Investors didn't seem to like Best Buy's (NYSE: BBY) latest quarterly report. The stock sank on Thursday despite the consumer electronics retailer beating analyst expectations across the board. Comparable sales surged, driven by strong demand for mobile phones, appliances, computing, and smart-home products. And the bottom line rocketed higher, aided by a lower tax rate.
To be fair, Best Buy's report wasn't all peaches and cream. Online sales growth slowed down, and the company's margins took a hit. Best Buy also left its full-year guidance unchanged despite the stronger-than-expected first quarter. Best Buy tends to be conservative with its guidance, but investors were clearly looking for more.
What went right
Best Buy produced $9.1 billion of revenue in the first quarter, up 6.8% year over year. Comparable sales surged 7.1% overall, with 7.1% growth in the domestic business and 6.4% growth in the international business. The company managed just 1.6% comparable sales growth in the first quarter of last year.
CEO Hubert Joly pointed to healthy consumer confidence, product innovation, and the company's unique value proposition as the main drivers of the robust sales growth. Best Buy is operating in "an opportunity-rich environment," the result of technology innovation and customers' need for help. The company is capitalizing by increasingly offering solutions, not just products.
In the domestic business, which accounts for the vast majority of revenue, most product categories produced growth in the quarter. Appliances were the standout, with computing and mobile phones not too far behind.
The bottom line grew even faster than revenue, with non-GAAP earnings per share surging 37% to $0.82. Best Buy's effective tax rate was just 19.2% during the quarter, down from 35.6% in the prior-year period. That tax cut, courtesy of the U.S. tax reform bill passed late last year, was responsible for Best Buy's earnings growth. Share buybacks boosted per-share earnings even further.
What went wrong
The lower tax rate allowed Best Buy to report solid earnings growth despite a slump in its gross margin. Gross margin dropped 0.4 percentage points to 23.3% during the first quarter, the result of rate pressure in the mobile phones business as well as prior-year legal settlement proceeds related to the services business. This gross margin decline was enough to send GAAP operating income down 11.7% year over year.

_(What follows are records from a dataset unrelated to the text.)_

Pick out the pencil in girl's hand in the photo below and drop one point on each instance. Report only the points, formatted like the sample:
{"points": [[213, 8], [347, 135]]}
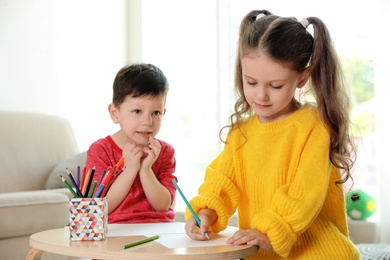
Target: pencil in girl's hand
{"points": [[187, 203], [207, 234], [69, 187]]}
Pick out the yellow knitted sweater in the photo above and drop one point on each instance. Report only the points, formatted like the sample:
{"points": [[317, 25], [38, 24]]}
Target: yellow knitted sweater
{"points": [[279, 177]]}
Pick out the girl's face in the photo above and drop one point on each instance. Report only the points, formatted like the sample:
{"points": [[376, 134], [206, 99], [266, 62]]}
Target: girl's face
{"points": [[269, 87], [139, 118]]}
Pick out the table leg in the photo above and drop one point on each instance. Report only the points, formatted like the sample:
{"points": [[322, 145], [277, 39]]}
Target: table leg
{"points": [[32, 253]]}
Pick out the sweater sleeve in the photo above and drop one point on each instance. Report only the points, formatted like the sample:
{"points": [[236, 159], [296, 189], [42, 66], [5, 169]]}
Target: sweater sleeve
{"points": [[218, 191], [296, 204]]}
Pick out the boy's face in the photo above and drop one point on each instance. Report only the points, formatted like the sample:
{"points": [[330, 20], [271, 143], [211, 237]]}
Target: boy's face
{"points": [[139, 118]]}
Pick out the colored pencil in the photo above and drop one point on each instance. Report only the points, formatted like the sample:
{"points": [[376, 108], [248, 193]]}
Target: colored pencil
{"points": [[139, 242], [69, 187], [187, 203], [78, 191], [92, 189], [85, 182], [99, 191], [90, 181]]}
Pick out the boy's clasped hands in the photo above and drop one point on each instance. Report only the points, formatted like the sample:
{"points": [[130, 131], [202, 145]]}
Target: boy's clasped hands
{"points": [[139, 157]]}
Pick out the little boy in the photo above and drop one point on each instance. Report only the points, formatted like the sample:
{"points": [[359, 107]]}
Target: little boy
{"points": [[143, 190]]}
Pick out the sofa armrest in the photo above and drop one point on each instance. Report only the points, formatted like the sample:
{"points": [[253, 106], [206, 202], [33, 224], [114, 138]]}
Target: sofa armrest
{"points": [[24, 213]]}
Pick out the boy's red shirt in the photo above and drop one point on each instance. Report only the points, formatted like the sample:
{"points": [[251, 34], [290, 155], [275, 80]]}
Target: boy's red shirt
{"points": [[135, 208]]}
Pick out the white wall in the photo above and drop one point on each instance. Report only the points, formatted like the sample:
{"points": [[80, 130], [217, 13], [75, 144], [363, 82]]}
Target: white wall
{"points": [[62, 63]]}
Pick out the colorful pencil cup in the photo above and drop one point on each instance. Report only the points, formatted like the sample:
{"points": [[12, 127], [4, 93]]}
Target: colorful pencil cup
{"points": [[88, 219]]}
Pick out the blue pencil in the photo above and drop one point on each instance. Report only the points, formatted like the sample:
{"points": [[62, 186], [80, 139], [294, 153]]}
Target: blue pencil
{"points": [[99, 191], [79, 193]]}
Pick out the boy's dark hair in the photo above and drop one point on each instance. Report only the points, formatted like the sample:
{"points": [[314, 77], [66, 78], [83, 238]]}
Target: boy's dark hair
{"points": [[138, 80]]}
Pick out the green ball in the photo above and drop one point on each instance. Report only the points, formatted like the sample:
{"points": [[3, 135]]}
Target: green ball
{"points": [[360, 205]]}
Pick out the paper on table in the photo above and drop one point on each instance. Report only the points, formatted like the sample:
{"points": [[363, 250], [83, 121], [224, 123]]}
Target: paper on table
{"points": [[172, 235], [183, 241], [147, 229]]}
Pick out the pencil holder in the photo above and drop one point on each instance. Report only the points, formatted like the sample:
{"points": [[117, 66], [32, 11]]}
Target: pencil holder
{"points": [[88, 219]]}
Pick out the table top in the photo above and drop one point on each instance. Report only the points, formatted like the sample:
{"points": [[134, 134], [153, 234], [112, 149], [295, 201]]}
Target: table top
{"points": [[111, 247]]}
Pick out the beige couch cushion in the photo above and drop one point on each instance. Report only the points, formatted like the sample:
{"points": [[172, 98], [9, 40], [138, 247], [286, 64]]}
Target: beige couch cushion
{"points": [[27, 154], [33, 211]]}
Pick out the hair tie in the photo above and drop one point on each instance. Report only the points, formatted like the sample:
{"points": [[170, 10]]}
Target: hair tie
{"points": [[305, 23], [260, 16]]}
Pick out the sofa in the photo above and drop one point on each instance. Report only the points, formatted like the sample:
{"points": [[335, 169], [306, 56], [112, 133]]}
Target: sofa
{"points": [[35, 149]]}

Another issue with Best Buy's report was its online business. Domestic online sales grew by just 12% year over year, accounting for 13.6% of total revenue. That's down from 22.5% growth in the prior-year period. Higher average order values and higher conversion rates pushed up online sales, but not enough to match last year's performance.
The good news is that Best Buy believes this slowdown was mostly due to the timing of product launches. Both the Nintendo Switch and Samsung Galaxy S8 launched in the first quarter of last year, so Best Buy lapped those launches in the first quarter of this year. Best Buy is still gaining online market share, according to CFO Corie Barry, and the number of customers ordering online and picking up in store is on the rise.
Lastly, Best Buy maintained its full-year guidance, calling for comparable-sales growth between 0% and 2%, and non-GAAP EPS growth between 9% and 13%. With such a strong first quarter, Best Buy is either being conservative, or a significant slowdown is coming in the second half of the year.
More good than bad
There's no reason to panic over Best Buy's report. Margins were down, but the company expects its adjusted operating margin to be essentially flat this year, even as it makes investments in its services business. Revenue growth will almost certainly slow down later this year, but the company has long-term growth opportunities in services, smart home products, appliances, and its international business.
Another reason to not worry: Best Buy's balance sheet remains rock-solid, with about $1.3 billion of net cash. This gives Best Buy the resources to make growth investments and the ability to weather any downturns in the future. Best Buy is one of the few large retailers that isn't saddled with a ton of debt.
While the market wasn't thrilled with Best Buy's numbers, shareholders should be mostly happy with the results.